Avviare una startup, consigli pratici per partire al meglio

Con il termine “startup” si intende la fase embrionale di un’azienda, o una nuova impresa emergente, che è ancora in cerca di soluzioni organizzative e strategiche che le permettano di crescere tanto e velocemente.

L’avvio di una startup corrisponde per un giovane all’entrata ufficiale nel mondo dell’imprenditoria, ma quali sono le caratteristiche principali di questo genere di impresa?

Le startup hanno quattro caratteristiche:

  • Replicabilità: il progetto deve poter essere ricreato ovunque e in qualsiasi momento
  • Scalabilità: la startup deve essere capace di crescere in modo esponenziale utilizzando le poche risorse a disposizione
  • Innovatività intrinseca: l’idea che si vuole portare avanti deve essere una novità e deve compiacere un bisogno ancora non soddisfatto
  • Temporaneità: la startup non può durare per sempre. In genere la durata della sua vita è di cinque anni, passato quel periodo diventa un’azienda vera e propria. Perché? Essendo la startup la fase embrionale di un’azienda, si considera come l’inizio del percorso aziendale.

Cosa serve per avviare una startup

Oltre ad avere una buona idea da cui partire e le competenze per realizzarla, la prima cosa che serve quando si vuole creare una startup è un team. Il lavoro di selezione dei membri e la composizione del team, per quanto possa sembrare facile, richiede tanto tempo e attenzione.

La scelta deve essere fatta in base alle conoscenze, alle skills e alle mansioni che ciascuna persona possiede e deve avere. Inoltre le personalità devono condividere una stessa linea di pensiero per poter lavorare bene insieme e devono avere caratteristiche che permettano un lavoro equilibrato. Questa fase, detta anche di recruiting, può essere svolta in autonomia o con l’aiuto di agenzie professionali.

Una volta identificata la squadra di lavoro, si può passare alla seconda fase: trasformare l’idea in qualcosa di concreto tramite la redazione di un business model.

Il business model è un modello di affari che schematizza l’organizzazione di un’azienda, permettendo uno sviluppo più immediato, perché lineare.

Per crearlo si può usare il modello ideato da Alexander Osterwalder, che suddivide il lavoro in gruppi di 9 elementi, tutti necessari per far funzionare l’impresa.
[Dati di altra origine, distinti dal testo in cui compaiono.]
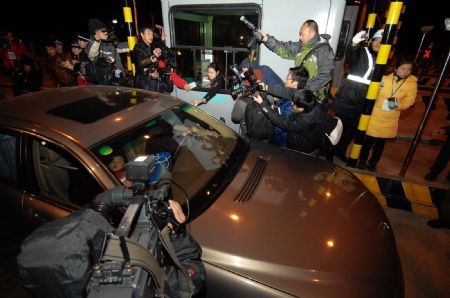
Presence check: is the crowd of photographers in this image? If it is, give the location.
[1,17,417,170]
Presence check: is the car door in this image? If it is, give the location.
[22,135,103,227]
[0,128,23,228]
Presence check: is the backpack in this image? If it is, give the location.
[17,209,114,298]
[315,114,343,149]
[245,101,275,140]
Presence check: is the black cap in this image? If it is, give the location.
[44,39,55,47]
[70,41,81,49]
[77,33,91,42]
[89,19,106,34]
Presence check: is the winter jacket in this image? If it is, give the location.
[367,74,417,138]
[261,102,326,153]
[333,44,376,118]
[86,38,125,75]
[133,41,187,92]
[265,34,334,100]
[0,39,27,70]
[203,75,225,102]
[240,58,284,86]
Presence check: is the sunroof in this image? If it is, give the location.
[47,91,156,124]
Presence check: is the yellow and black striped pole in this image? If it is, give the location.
[123,0,137,76]
[349,1,403,167]
[389,5,406,64]
[366,1,377,36]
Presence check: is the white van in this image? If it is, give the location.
[161,0,349,132]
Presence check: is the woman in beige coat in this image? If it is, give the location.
[358,57,417,171]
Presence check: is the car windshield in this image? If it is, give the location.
[91,104,249,220]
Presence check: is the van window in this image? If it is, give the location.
[169,4,261,87]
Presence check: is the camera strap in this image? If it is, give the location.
[102,235,164,297]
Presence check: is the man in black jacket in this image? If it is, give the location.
[253,86,327,155]
[333,30,383,162]
[86,19,125,85]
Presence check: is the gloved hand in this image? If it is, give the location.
[352,30,367,44]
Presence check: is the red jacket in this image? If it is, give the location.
[0,40,27,69]
[159,60,187,89]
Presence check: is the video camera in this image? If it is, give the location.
[240,16,262,49]
[106,28,119,48]
[86,152,185,298]
[18,152,198,298]
[229,64,262,99]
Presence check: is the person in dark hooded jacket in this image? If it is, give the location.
[258,20,334,101]
[231,58,284,135]
[253,87,327,155]
[332,30,383,162]
[86,19,125,85]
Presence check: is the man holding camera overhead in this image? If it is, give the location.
[258,20,334,101]
[86,19,125,85]
[133,25,191,93]
[332,29,383,162]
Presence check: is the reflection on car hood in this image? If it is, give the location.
[190,143,398,297]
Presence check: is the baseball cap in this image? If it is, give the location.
[371,29,384,40]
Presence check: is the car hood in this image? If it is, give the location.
[189,142,401,297]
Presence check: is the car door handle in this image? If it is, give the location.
[25,208,47,222]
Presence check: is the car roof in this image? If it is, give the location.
[0,86,183,147]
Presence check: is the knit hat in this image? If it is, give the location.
[89,19,106,34]
[239,58,259,69]
[70,41,81,49]
[370,29,384,40]
[77,33,91,42]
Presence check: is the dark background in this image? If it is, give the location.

I nove punti, ai quali bisogna trovare risposta, sono:

  • Segmenti di clientela: quali sono?
  • Value Proposition: qual è il valore creato dai servizi della startup?
  • Canali: dove può il pubblico trovare l’impresa? Attraverso quali canali può comunicare con la startup?
  • Relazione con i clienti: come sono strutturate le relazioni? Come si instaurano e di che genere sono?
  • Ricavi: qual è la proiezione sui ricavi generati dalla startup
  • Risorse chiave: quali sono le risorse principali che l’azienda mette in campo
  • Attività chiave: quali sono le attività che generano le proposte di valore per la startup?
  • Partner strategici: chi sono e come l’alleanza può creare valore per il cliente?
  • Struttura dei costi: questo punto deve fare riferimento a risorse, attività e partner chiave e ai loro costi di gestione.
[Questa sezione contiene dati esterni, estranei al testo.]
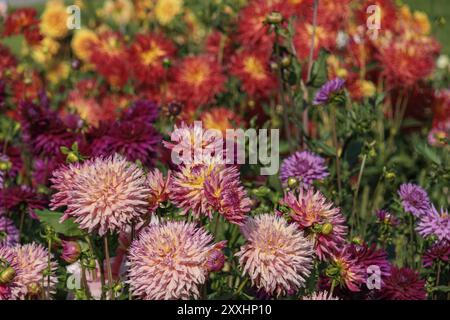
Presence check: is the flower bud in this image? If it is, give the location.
[266,11,283,25]
[66,151,80,163]
[287,177,298,189]
[0,266,16,284]
[321,223,333,235]
[61,240,81,264]
[167,101,183,117]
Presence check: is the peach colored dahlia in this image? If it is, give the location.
[236,214,313,297]
[127,221,225,300]
[51,154,150,236]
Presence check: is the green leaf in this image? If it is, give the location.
[416,143,441,165]
[36,210,84,237]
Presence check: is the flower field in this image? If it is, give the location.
[0,0,450,303]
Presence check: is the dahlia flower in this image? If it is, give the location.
[416,205,450,241]
[40,0,69,39]
[313,78,345,106]
[231,51,277,97]
[51,154,150,236]
[129,34,175,85]
[205,167,251,224]
[175,56,225,105]
[236,214,313,297]
[0,218,20,247]
[281,188,347,260]
[302,290,339,300]
[280,151,329,187]
[379,267,427,300]
[0,245,26,300]
[398,183,431,217]
[13,243,58,299]
[127,221,224,300]
[423,240,450,268]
Infine, per far partire la startup è essenziale avere dei fondi finanziari

Quindi se non si hanno le basi economiche è utile anche pensare a come recuperarle tramite richieste di finanziamenti, raccolte fondi, crowdfunding o prestiti.
È possibile avviare azioni del genere attraverso strategie mirate di comunicazione online, partnership con aziende più grandi o partecipazione a bandi pubblici.

A quali professionisti affidarsi per avviare una startup

Prima di partire con la startup è sempre meglio chiedere una consulenza a un commercialista o un consulente finanziario. La consulenza sarà utile per mettere in chiaro tutta la parte burocratica e partire senza intoppi.


Può essere anche utile prima dell’avvio, seguire un corso che favorisca l’acquisizione dei concetti base del business.

Nel 2021 ANPAL, PON IOG, PON SPAO, UE ed ENM hanno avviato il progetto Yes I Startup, una misura nata in seno al piano Garanzia Giovani 2, che permette di accedere a una consulenza professionale completa e un corso di formazione per il lancio di una startup.

Il percorso mirato all’inclusione lavorativa di giovani, donne e disoccupati di lunga data, prevede una formazione totale che va dalla stesura dell’idea e la realizzazione del business plan fino all’eventuale presentazione delle richieste per accedere alle agevolazioni.